C’est Canal + qui a tout changé. Nous, on était le club de la capitale, mais disons que quand Canal + est arrivé, ce n’était plus le même club médiatiquement. Mais il ne faut pas oublier que ce qui a été fait après, c’est avant tout grâce à tout ce que Francis Borelli a fait dans les années 80. Le PSG est un club qui a vécu avant cette ère-là et c’est dommage de ne pas s’en souvenir.
Tu trouves des ressemblances entre ton PSG et celui du Qatar ?
Comme je l’ai dit, pour moi, ce sont deux clubs complètement différents. Mais si je dois trouver un point commun, je dirais que nous étions tous les deux des équipes collectivement fortes avec des joueurs supérieurs à des postes clés. Aujourd’hui, de par ma position sur le terrain, je dois avouer que j’ai un faible pour Marco Verratti, Thiago Motta et Blaise Matuidi… Ce sont trois joueurs hyper importants qu’on voit peut-être un peu moins que d’autres… Surtout en ce qui concerne Blaise, qui a franchi un pallier et qui fait maintenant des différences cruciales. J’aime les joueurs à son image, qui ont l’esprit club qui se donnent pour l’équilibre d’équipe.
Penses-tu que la domination du PSG soit irrévocable dans les prochaines années ?

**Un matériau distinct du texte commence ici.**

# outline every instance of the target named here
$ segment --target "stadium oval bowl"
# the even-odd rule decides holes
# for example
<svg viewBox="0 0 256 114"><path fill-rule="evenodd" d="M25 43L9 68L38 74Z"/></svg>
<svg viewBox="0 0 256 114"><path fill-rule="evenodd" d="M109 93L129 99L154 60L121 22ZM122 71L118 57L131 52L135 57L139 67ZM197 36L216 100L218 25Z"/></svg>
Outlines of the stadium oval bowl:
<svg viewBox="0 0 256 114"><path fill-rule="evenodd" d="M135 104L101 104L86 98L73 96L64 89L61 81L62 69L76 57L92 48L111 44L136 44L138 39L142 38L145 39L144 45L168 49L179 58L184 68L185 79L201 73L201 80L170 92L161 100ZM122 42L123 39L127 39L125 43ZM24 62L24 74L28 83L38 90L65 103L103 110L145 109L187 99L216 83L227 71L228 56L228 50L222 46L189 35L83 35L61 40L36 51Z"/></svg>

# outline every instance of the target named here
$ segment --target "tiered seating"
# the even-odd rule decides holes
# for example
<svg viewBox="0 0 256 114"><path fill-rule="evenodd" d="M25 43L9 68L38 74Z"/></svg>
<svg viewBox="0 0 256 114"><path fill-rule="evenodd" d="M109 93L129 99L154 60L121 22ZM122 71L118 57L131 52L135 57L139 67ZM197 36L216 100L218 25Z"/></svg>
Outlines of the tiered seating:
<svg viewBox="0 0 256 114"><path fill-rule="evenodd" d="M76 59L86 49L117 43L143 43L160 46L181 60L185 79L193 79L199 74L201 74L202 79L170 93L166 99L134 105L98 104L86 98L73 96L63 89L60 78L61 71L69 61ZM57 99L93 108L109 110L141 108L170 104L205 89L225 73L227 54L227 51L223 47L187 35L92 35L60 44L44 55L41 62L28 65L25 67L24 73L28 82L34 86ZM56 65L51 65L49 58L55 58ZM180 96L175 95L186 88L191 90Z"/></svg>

Je le pense sincèrement, à moins que Monaco n’investisse énormément. Mais même dans ce cas, leur gros handicap, c’est qu’ils n’ont pas de stade ni le public pour pouvoir être très forts pendant tout un championnat. Si le président Khelaifi continue de faire les efforts en vue de gagner la Ligue des champions, je ne vois pas comment quiconque pourra rivaliser dans les années à venir. Aujourd’hui, en France, il y a deux clubs et les autres vont continuer à être dans un autre championnat. Si un exploit occasionnel reste toujours possible, sur la totalité des matchs, aucun ne pourra rivaliser.